[Octoparase User Review] By Fabrice Siebert – Basic Plan User
A nightware for a web crawler without using any tools!
I have been crawling and parsing websites for a while, with use of php and cUrl. Years after years, it sounded clear that my extracting routines running on my server were more and more difficult to maintain in a good working shape. In fact, websites regularly change minor things on their pages; and in the best case, you wouldn’t get some or all of the awaited data anymore, in the worse case, absolutely inaccurate data.
Then came for me (and I must admit, my limited skills) THE hammer: AJAX ! Yes, HTML + Javascipt + CSS + DOM… And the dynamic pages that don’t load at first sight, that wait for you to click on a button, that just show as you scroll down, that exchange static pictures URLs with Javascipt dynamically shown pictures… In two words: a nightmare!

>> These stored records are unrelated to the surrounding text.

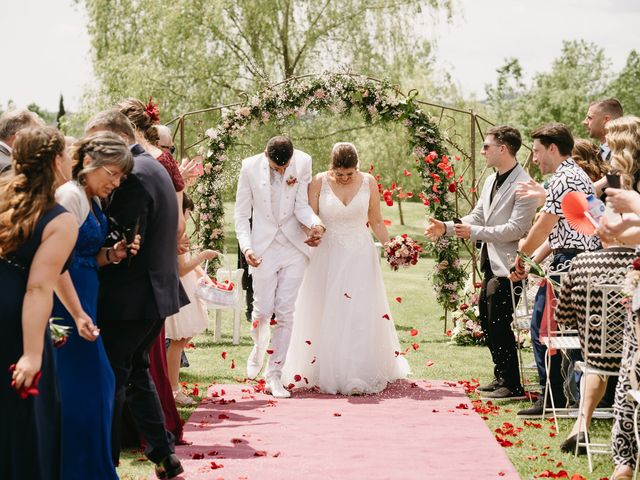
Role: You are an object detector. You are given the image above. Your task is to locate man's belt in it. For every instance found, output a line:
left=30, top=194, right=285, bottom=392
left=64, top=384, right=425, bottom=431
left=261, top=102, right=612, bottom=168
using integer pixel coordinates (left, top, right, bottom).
left=551, top=248, right=584, bottom=256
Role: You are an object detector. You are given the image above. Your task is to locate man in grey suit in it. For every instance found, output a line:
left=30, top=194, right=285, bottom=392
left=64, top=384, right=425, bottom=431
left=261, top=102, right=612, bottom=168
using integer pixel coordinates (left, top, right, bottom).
left=0, top=109, right=43, bottom=172
left=426, top=125, right=538, bottom=399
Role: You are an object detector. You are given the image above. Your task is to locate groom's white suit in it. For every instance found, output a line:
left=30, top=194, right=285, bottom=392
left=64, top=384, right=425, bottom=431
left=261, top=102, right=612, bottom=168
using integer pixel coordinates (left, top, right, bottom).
left=235, top=148, right=322, bottom=393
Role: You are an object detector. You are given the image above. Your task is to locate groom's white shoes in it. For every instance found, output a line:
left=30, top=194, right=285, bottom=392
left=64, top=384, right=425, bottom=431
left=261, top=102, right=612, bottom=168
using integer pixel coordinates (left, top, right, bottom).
left=246, top=346, right=266, bottom=380
left=266, top=377, right=291, bottom=398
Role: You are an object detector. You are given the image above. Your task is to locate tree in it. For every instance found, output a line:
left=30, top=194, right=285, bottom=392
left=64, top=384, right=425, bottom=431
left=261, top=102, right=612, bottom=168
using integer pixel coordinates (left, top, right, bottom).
left=484, top=58, right=525, bottom=126
left=484, top=40, right=611, bottom=138
left=607, top=50, right=640, bottom=116
left=81, top=0, right=452, bottom=119
left=27, top=103, right=56, bottom=125
left=56, top=94, right=66, bottom=130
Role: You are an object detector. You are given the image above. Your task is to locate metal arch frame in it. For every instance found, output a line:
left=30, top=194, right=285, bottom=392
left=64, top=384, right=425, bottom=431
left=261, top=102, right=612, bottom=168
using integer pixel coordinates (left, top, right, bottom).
left=164, top=73, right=530, bottom=312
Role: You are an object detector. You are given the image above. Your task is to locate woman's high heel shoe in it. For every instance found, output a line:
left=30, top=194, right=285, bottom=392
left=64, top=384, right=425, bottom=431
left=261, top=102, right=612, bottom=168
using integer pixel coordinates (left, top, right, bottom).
left=559, top=432, right=586, bottom=455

So, I had to find a way to still be able to extract my needed data, without having to pass an engineer degree in information technology… had to be fast, had to be robust!
Why I choose Octoparse?
I gave a try to some scraping tools, and my final choice was made to Octoparse. Several reasons for it :
- Easy to set up.
- Lots of tutorials to start easily.
- Ajax is handled as easy as a basic HTMLURL… as if it wouldn’t be any Ajax routines on the pages. It’s really what make me give a try… because I was unable to access the most important part of the data I needed… hidden behind an ‘Display’ Ajax button that I wasn’t able to deal with (with php / cUrl)
- 10 tasks are offered for free.And as far I know, they won’t be public tasks as it’s the case with some of Octoparse competitors.

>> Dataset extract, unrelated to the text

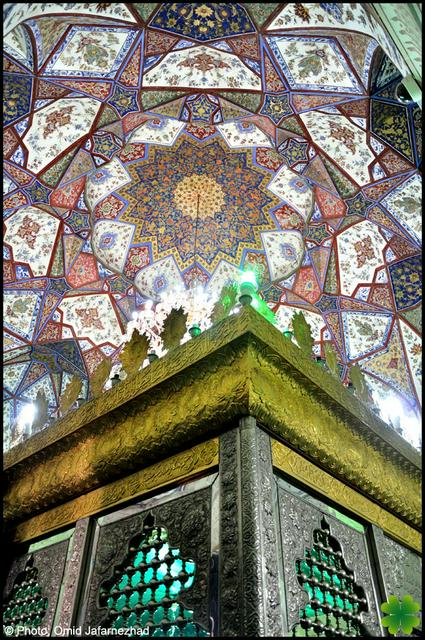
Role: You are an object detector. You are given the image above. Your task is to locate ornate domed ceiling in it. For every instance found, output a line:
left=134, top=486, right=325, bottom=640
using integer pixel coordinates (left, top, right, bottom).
left=3, top=3, right=422, bottom=449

- Smart Mode and Wizard mode make it easy to find the data, often at first sight. Sometimes you need to find alternate ones… but Octoparse tries to do it for you.
Advanced Mode: the most important part!
But of course, the Advanced Mode is the most important part. You don’t need to start with it : Start with smart, or with wizard, and then Edit in Advanced Mode… and extract with accuracy what you need.

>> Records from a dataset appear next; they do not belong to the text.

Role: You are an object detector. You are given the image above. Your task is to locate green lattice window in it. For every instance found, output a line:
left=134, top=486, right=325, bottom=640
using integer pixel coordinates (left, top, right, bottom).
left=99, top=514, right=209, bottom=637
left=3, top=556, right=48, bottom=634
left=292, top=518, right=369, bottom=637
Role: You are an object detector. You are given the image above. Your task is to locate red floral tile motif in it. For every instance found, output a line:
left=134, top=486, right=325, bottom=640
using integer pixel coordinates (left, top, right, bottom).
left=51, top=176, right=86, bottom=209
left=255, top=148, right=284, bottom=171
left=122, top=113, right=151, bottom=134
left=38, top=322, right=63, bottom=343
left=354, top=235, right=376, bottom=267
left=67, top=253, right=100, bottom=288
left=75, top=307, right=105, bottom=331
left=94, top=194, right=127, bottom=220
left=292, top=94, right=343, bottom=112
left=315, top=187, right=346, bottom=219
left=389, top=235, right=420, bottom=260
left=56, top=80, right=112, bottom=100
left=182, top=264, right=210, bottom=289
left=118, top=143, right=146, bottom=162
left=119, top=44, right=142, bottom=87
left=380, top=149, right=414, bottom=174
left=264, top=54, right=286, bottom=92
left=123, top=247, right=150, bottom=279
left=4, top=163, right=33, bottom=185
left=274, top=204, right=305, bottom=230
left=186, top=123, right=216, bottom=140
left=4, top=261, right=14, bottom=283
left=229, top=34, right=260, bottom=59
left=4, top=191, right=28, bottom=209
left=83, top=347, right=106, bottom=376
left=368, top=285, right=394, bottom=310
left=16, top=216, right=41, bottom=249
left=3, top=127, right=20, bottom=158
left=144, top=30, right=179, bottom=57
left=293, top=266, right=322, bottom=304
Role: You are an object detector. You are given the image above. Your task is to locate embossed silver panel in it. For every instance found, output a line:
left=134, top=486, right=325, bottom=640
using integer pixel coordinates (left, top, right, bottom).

I’ve been using kind of Xpath for years with php… but here, its easy and clear. You can even save a data extraction configuration files, to be used in new project, or elsewhere.
The only drawback I have noticed, is that Octoparse uses mostly children/children/children XPath ways, that seems, to me, less robust than locations with specific attributes like class, ID, or others, when Wizard Mode is used. But of course, you can make it more robust and edit it in the advanced mode.
Formatting the data before exporting them is now easy, and helps to shrink the volume of data.
I’ve not been using Octoparse for a long time, but it should definitively help me to gain a lot of time… and money (as far as I’m able to set up the APIs… 😉